Esau comes in one day from a hunting trip, he's hungry and his brother is cooking. First, you have to know, Jacob and Esau, they were cut from a different cloth. Jacob is on Nordstrom.com, he's shopping, he's on Pinterest. Esau, he was like straight Cabela's, you know what I'm saying? He's like REI, he's Field & Stream, he's covering himself in elk urine, the whole deal. They had different tastes in everything. And when Esau came in from his hunting trip and smelled the soup Jacob was cooking, he got super hungry and he said, “let me have some of that soup.” Jacob realized he could leverage this moment, and he said, “I'll give you some of this soup…but you’ve got to give me something in exchange for it…”
So in that moment, Esau signs on the dotted line giving Jacob everything God had promised to do in his life, he gave up being in the new testament, he gave up being in the bloodline of Jesus Christ, and he ate the soup in an impulsive act.
Now, it would be easy to pile on the guy, making him sound like a savage, and a barbarian, and an idiot, but what we should really see here, is that both you and I are capable of doing exactly what Esau did. Trading, in minutes, what we would regret for decades. The enemy, somewhere in some kitchen, has a pot of soup simmering. And it will be served up at the perfect time. Ladled into a dish, presented with culinary perfection, offered to you when you're at your lowest, when you're feeling unloved, when you're feeling like your needs have not been met, when you're worn down, stressed out, or anxious. And in that moment, when the steamy stew hits your nose, you will feel like all of your happiness is attached to what's in that dish, and any notion of some far-off promise of how God wants to use you is going to seem so distant, so opaque, so unreal, and so undesirable.
I’m writing all this to tell you-- you don't want what the devil's got in his Crock-Pot. He's slow cooking the death of your calling. Don't trade what you want most for what you want right now.
Know this: When your stomach gets empty, your standards get lower. That's why it's such a colossal mistake to go grocery shopping on an empty stomach. I've learned that lesson the hard way. I’ve come home with a cart full of Ben and Jerry's, and my wife is like, “I asked you to get eggs…” but I was just so hungry that I made bad choices.
Do you think Jacob would have gotten Esau to make this deal if he would have approached him at the table after a full breakfast? And so it is for you. If you're unclear about your calling, it will cause you to put a lower value on yourself than you deserve.

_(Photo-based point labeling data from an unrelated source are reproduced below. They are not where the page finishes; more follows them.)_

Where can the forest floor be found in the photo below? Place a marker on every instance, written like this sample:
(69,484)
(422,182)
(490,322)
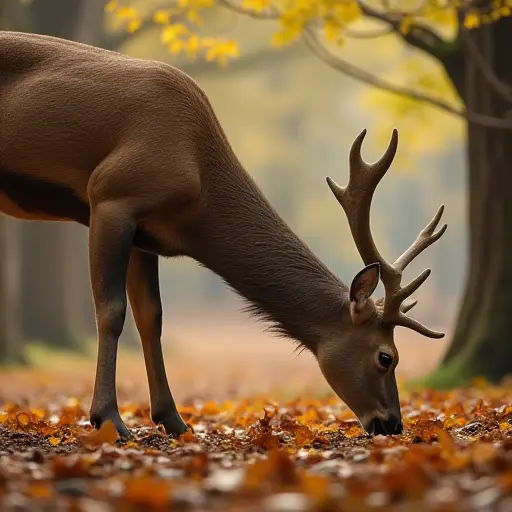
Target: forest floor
(266,436)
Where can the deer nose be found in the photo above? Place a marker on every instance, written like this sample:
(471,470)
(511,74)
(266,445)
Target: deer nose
(391,426)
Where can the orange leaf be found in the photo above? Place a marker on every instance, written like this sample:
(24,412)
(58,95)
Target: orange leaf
(106,434)
(149,491)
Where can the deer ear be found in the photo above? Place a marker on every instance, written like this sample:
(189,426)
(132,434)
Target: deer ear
(361,289)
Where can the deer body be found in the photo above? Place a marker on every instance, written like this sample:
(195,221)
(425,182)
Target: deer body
(133,149)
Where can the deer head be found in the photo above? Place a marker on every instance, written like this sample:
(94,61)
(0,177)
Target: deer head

The devil has tremendous timing. He'll make sure to show up with temptation just when you and your boo have had a fight, or just when there's been friction at work, or just when something's gone wrong. He'll swoop in with some comfort sin that's just the thing to cheer you up. But when you know who you are, you're not going to let anyone else tell you what you're worth. If you are full of God's word and your hands are busy doing God's work, guess what? You're not going to have the space or the time to fall for these things that the enemy wants to put in your life.
Now if you're like, “you keep talking about my identity, my calling-- what do you mean?” Oh, did no one ever tell you? You're a child of the King of Kings. You're a son or daughter of the Emperor of all eternity. He is the Maker of the ends of the Earth, and you're His adopted child, you're royalty. I dare you to wake up every day, look yourself in the mirror and say, “I am chosen, I am loved, I am called, I am equipped.” Because you are!
It can be a hard thing to do, making choices right now for a far-off future, because now yells louder, but later lasts longer. Instant gratification will keep you back from ultimate satisfaction.
So when you're tempted to do something that could take you away from where God wants you to go, that could take you away from the marriage experience He wants you to have one day, that could take you away from what your children, who aren't even born, are going to one day walk in -- just slow it down for a second, and in all you do, think follow through.